Upstream. A Mohawk Valley Blogzine.

Wednesday, October 11, 2006

Call Me Melville.

melville

The Albany Academy, where Herman Melville attended for one year, and the Albany Academy for Girls are sponsoring a Why Melville Matters Now symposium. According to the academies, Melville matters because “The questions he posed are the same issues that inspire contemporary writers, artists, and thinkers today—the vexed relations between humans and their environment, racial and social injustices, capital punishment, psychological alienation, and the new frontiers of science and globalism.”

No matter that the questions Melville posed most were theological and philosophical. Is God good or is he malignant? Does man truly have free will or is everything predetermined? Why do good things happen to bad people?
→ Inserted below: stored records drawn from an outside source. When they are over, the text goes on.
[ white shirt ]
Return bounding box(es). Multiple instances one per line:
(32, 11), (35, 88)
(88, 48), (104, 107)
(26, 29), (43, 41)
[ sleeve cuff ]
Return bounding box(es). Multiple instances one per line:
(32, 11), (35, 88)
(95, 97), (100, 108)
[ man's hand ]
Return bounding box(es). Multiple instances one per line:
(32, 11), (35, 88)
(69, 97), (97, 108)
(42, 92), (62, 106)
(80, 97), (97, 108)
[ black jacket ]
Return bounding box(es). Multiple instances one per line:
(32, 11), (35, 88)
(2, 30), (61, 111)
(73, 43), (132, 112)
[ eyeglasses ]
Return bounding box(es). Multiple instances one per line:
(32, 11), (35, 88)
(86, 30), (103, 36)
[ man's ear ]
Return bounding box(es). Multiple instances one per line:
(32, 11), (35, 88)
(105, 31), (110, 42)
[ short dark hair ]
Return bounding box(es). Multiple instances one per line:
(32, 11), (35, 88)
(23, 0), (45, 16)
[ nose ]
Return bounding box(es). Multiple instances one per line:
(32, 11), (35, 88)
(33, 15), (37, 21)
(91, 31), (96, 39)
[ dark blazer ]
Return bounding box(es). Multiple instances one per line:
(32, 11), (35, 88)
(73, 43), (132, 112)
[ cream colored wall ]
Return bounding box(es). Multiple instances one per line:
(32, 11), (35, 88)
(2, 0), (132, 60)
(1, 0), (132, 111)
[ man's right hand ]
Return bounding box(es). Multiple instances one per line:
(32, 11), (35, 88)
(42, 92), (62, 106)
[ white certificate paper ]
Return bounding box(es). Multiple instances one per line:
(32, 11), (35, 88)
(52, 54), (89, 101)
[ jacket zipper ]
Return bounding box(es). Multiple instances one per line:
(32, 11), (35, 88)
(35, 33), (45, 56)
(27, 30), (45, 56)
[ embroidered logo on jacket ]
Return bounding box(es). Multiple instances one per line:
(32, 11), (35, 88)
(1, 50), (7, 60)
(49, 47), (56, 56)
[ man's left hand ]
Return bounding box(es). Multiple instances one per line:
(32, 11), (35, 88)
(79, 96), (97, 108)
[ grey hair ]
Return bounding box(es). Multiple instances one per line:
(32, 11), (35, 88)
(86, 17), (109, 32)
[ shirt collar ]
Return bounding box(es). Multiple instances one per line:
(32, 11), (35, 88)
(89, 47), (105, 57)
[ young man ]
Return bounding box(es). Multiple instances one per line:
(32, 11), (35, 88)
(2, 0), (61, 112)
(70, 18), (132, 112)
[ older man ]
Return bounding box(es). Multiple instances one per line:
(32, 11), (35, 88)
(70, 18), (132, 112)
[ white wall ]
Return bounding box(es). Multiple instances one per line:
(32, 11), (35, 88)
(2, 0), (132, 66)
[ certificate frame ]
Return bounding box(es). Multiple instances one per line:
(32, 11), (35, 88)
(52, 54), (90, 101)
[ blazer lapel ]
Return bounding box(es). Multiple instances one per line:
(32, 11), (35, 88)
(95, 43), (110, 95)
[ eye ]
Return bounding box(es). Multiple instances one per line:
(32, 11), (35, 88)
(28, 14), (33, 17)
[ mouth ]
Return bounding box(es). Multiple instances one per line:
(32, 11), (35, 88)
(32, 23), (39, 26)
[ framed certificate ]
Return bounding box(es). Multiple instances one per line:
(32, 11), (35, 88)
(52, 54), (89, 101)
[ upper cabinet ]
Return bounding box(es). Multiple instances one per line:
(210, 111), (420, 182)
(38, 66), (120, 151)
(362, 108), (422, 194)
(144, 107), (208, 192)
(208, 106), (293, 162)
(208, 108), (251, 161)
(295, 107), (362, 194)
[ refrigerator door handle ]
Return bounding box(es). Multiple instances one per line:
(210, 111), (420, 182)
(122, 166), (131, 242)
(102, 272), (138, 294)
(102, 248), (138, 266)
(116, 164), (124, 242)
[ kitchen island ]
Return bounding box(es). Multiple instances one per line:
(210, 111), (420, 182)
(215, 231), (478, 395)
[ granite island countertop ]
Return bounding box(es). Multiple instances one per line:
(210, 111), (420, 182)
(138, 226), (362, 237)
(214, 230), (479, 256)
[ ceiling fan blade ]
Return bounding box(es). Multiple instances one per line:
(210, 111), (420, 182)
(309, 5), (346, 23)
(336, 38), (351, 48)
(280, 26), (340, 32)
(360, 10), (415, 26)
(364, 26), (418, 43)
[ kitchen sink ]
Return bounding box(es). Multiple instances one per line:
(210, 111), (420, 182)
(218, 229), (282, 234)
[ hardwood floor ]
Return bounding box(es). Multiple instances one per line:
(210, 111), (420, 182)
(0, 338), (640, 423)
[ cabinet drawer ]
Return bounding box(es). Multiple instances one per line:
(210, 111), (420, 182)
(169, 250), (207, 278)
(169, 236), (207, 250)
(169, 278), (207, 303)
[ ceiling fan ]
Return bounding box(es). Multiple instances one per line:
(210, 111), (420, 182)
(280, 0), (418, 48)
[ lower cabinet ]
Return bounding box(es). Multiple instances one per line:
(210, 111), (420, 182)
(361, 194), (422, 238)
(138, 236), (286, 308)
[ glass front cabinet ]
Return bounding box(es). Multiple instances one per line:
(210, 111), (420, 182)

Moby Dick has more than 250 Biblical names, quotations and allusions, the first one showing up in the third word of the opening. Ishmael is supposedly the first Arab and the ancestor of Muhammad. Now there’s relevance.

Anyway, some good will come out of this symposium, even if Melville’s life long quest to resolve religious issues raised during his Calvinistic upbringing has been relegated to the category of irrelevant. There will be a 24 hour reading of Moby Dick and you can get a free T-shirt if you volunteer to read. William Kennedy will be the first reader and the Great White Whale himself, Andy Rooney, another alumnus of the Albany Academy, will be the last reader.

Maybe hearing parts of Moby Dick will inspire some people to read the entire Moby Richard for the first time, and they can decide for themselves if Melville thought Ishamel and Queequeg were a gay couple, or if Starbuck had survived the sinking, whether or not he would have been the founder of Greenpeace, instead of lending his name to a coffee company.